If your work is unnecessarily held up in a government department, use the Right to Information (RTI) Act. Do not pay bribe.

File a requisition under the RTI Act demanding to know:

1. Daily progress made on your application so far. i.e. when did the application reach which officer, for how long did it stay with that officer and what did he/she do during that period?

2. Names and designations of the officials who were supposed to take action on the application and who have not done so?

3. What action would be taken against these officials for not doing their work and for causing harassment to the public? By when would that action be taken?

4. By when would the work be done now?

In normal circumstances, such communication would be thrown in a dustbin. But if a formal requisition is made under the RTI Act, the public information officer (PIO) representing the government or semi-government establishment (called the public authority in the Act) is obliged to give the desired information within 30 calendar days (or refuse it by citing specific exemptions from disclosure listed in the Act).

If the PIO does not answer within 30 days, he can be fined and his salary can be deducted. Now, it is not easy to dodge these questions.

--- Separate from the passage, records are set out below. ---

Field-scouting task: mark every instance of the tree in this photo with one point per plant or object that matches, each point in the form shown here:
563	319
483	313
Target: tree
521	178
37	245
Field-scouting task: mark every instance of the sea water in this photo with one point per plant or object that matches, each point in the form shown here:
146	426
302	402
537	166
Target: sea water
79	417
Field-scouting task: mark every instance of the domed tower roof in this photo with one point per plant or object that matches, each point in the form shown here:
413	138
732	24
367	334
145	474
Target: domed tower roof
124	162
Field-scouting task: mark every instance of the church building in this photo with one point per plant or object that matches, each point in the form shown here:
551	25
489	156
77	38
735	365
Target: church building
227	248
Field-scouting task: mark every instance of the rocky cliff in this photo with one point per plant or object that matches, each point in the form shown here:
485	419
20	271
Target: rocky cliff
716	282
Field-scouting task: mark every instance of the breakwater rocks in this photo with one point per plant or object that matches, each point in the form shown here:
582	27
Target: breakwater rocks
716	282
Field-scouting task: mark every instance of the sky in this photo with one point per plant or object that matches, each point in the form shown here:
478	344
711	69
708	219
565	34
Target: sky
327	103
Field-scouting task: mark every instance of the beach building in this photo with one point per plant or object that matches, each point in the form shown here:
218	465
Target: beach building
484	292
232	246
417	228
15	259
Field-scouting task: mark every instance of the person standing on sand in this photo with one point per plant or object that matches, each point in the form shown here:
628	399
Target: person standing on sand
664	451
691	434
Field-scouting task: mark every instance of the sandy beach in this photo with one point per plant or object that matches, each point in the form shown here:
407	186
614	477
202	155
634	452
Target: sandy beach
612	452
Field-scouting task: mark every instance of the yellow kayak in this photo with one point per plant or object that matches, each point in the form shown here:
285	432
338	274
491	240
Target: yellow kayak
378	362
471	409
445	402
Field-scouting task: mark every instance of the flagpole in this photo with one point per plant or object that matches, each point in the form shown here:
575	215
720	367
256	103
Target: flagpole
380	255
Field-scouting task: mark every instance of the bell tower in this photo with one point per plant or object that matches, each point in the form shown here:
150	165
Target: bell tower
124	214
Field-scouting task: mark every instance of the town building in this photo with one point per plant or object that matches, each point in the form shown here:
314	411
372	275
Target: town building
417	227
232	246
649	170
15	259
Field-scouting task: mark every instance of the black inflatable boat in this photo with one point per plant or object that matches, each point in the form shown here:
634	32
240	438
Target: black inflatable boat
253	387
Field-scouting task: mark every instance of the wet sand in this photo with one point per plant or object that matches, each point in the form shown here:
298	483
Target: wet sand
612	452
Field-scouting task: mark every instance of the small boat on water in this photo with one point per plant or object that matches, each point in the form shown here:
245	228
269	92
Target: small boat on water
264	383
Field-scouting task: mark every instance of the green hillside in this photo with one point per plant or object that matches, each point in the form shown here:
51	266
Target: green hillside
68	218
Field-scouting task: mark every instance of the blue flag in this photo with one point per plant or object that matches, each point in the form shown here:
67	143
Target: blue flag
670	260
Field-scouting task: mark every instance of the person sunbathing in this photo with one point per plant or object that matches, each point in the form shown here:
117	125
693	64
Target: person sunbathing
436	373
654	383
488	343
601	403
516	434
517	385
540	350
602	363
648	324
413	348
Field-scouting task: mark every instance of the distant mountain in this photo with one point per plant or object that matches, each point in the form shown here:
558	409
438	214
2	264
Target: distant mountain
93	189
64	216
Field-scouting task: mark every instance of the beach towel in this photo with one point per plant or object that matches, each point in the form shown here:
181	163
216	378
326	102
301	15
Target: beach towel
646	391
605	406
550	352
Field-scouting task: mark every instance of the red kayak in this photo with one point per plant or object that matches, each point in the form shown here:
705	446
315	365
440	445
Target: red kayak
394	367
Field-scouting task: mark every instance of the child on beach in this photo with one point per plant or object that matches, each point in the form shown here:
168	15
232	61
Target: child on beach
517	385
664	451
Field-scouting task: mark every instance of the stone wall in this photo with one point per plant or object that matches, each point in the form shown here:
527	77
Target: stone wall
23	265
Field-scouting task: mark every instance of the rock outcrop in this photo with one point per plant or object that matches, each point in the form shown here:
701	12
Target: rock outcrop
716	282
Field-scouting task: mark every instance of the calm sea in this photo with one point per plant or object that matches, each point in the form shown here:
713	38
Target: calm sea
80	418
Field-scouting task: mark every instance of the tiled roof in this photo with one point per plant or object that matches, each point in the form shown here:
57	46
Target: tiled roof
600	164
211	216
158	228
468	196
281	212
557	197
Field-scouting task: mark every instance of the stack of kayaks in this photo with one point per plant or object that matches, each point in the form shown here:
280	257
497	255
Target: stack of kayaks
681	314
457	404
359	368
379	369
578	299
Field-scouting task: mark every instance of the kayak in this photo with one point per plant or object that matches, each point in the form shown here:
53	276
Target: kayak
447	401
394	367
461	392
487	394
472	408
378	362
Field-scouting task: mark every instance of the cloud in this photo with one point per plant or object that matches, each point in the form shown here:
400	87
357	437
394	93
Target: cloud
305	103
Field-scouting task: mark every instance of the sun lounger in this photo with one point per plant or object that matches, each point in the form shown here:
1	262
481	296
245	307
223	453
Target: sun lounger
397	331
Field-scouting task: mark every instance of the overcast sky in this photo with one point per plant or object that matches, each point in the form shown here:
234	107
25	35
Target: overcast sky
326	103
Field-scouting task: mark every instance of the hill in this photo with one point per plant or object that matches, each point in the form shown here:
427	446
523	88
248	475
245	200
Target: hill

You ask what is the progress made on your application. The government officials cannot write back and confess that they have not acted on your application for many months. That would be admission of guilt on paper.

You ask for names and designations of the officers who by their brief in their establishment were supposed to take action on your application but had not done so.

If the government provides names and designations of the officials, their responsibility gets fixed. Any officer is most scared of fixing of responsibility against him in this manner.

The experience so far is that, as soon as such requisition is received from a citizen under the Right to Information Act, files move at an amazing speed and usually the pending work is done even before the 30-day deadline for giving information on the status of the application under the RTI Act.